The idea arose from a mix of policy debate, campaign politics and personal relationships -- and little consideration of the business or economic implications, according to interviews with Senate aides, administration officials and industry lobbyists.Read the whole article. Oh by the way, Paul Volcker has now also come out against Section 106. Sheila Bair penned a letter to Lincoln sharply criticizing Section 106 last week, and the Fed circulated a memo on the Hill a couple weeks ago arguing that Section 106 should be deleted.
Of course, it looks like the usual suspects on the left will still loudly support it, because right now, pretending to fight Very Important battles with Wall Street on financial reform is really all they care about. Unfortunately, "experts" like Michael Greenberger and Robert Reich have already come up with absurd/dishonest arguments for why this is actually "real reform" that the left should fight for, and why anything less would be a give-away to Wall Street. They should be embarrassed.
Greenberger, for instance, is apparently willing to claim, with a straight face, that major nonbank swap dealers "would not [be] shadow banks." I kid you not. That's how far defenders of Section 106 have to twist their logic. And Reich arguably one-upped Greenberg yesterday with this doozy:
Senator Blanche Lincoln, Democrat of Arkansas, has pushed an amendment that would force big banks to spin off most of their derivative businesses — bringing derivatives into the open and insulating them from the kind of proprietary trading that can cause so much havoc. But the Administration thinks Lincoln is going too far and has instructed its allies in the Senate not to go along. Lincoln should stick to her guns.Wow. That's just incoherent. Reich apparently thinks that pushing the vast majority of swaps away from banking regulators would be "bringing derivatives into the open." That claim literally makes no sense. Also, it's 100% untrue that Section 106 would "insulate" banks from proprietary trading. The whole point is that Section 106 doesn't distinguish between prop trading and market-making. It bans banks from doing both. Reich clearly has no clue what Lincoln's Section 106 proposal is even about — and yet he's already declared that failing to support it would be "pandering to Wall Street."
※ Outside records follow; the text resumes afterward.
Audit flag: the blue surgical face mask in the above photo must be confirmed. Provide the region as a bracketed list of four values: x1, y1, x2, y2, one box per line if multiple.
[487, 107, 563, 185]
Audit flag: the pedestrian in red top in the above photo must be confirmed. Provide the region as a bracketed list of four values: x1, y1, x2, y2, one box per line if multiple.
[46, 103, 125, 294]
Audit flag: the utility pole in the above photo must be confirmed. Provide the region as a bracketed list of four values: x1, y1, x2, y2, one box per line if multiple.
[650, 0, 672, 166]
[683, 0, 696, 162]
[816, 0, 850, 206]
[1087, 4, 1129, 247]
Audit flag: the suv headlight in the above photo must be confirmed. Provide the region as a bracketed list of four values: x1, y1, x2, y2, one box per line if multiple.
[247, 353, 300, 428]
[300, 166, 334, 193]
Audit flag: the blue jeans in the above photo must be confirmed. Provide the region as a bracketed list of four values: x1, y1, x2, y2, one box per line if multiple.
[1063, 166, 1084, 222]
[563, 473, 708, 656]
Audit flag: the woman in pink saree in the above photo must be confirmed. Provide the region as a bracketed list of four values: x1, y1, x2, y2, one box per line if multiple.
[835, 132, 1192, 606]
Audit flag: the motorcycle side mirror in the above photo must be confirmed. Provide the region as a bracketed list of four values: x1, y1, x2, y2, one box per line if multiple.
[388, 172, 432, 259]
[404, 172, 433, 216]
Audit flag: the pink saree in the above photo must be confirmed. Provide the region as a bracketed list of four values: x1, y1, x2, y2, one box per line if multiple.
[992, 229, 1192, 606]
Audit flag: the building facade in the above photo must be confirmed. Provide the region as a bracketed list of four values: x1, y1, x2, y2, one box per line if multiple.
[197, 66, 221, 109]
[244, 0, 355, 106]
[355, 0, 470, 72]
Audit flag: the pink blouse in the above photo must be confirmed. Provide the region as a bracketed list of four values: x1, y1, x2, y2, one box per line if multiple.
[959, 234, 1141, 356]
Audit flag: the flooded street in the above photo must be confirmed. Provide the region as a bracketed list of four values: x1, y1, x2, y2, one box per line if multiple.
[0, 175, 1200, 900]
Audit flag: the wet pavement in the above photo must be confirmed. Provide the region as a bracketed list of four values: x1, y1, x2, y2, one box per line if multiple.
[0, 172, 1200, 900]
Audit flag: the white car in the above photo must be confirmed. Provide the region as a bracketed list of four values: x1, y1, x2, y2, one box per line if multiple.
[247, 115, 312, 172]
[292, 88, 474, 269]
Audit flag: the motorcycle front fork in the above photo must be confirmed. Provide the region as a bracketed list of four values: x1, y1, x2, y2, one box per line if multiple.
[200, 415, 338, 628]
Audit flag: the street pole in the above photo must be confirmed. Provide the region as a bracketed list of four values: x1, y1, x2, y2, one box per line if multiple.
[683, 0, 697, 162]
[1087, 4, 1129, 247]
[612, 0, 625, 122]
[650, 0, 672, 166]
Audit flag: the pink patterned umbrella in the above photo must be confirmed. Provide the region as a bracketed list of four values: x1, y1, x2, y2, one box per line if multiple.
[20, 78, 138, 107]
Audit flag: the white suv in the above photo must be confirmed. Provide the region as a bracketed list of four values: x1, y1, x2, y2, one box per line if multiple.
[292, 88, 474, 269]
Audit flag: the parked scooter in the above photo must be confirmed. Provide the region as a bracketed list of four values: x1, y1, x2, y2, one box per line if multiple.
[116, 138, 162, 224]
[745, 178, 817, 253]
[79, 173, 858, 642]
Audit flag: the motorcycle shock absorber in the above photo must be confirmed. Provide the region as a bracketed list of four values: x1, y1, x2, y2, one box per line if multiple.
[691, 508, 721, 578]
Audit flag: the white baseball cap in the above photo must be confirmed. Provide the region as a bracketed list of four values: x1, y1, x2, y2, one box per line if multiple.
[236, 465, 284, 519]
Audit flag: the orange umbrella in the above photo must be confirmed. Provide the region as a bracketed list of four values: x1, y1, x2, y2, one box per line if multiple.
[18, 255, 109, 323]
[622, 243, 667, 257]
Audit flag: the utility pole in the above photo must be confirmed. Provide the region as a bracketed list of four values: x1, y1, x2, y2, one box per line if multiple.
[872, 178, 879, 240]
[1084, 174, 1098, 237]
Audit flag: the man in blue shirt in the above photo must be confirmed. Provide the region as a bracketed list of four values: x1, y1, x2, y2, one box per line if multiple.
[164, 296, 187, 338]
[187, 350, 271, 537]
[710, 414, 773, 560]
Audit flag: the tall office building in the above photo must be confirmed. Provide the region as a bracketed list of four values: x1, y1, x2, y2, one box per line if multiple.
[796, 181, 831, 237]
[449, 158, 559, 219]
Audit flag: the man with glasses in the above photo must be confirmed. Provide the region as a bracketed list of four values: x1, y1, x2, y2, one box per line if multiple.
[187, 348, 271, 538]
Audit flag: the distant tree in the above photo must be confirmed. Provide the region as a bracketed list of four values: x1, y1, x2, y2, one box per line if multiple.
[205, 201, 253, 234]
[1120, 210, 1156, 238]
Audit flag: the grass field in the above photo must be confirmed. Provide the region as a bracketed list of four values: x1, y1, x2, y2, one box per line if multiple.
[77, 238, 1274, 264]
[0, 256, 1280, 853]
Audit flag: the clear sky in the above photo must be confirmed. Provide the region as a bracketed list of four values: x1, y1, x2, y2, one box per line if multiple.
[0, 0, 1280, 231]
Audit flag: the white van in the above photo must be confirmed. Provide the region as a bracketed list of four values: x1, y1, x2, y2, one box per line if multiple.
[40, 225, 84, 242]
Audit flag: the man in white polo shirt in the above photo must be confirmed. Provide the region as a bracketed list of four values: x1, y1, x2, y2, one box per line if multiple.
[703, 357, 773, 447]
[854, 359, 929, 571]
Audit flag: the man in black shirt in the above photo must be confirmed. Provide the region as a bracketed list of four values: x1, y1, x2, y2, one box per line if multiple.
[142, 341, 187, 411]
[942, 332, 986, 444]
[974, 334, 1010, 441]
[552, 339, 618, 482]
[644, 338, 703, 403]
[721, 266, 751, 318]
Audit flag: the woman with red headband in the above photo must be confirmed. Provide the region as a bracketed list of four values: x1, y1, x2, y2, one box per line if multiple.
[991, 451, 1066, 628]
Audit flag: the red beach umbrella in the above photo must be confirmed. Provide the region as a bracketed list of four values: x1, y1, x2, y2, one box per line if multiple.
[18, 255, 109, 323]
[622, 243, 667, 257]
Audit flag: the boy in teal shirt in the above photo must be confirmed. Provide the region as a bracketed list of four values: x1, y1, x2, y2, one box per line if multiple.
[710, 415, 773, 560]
Look, this isn't difficult. Swaps are a critical part of modern banking. Just like normal commercial lending requires banks to serve as intermediaries between savers and borrowers, the swaps market also requires intermediaries (known as dealers, or market-makers). These intermediaries borrow short and lend (through swaps) long; they are susceptible to runs; and their disorderly failure can cause severe collateral damage to the real economy. Pretending that swap dealers aren't engaged in an important banking function by refusing to call them "banks" is not just delusional, it's also dangerous. And yet this is what Blanche Lincoln's Section 106 proposal aims to do.
Period.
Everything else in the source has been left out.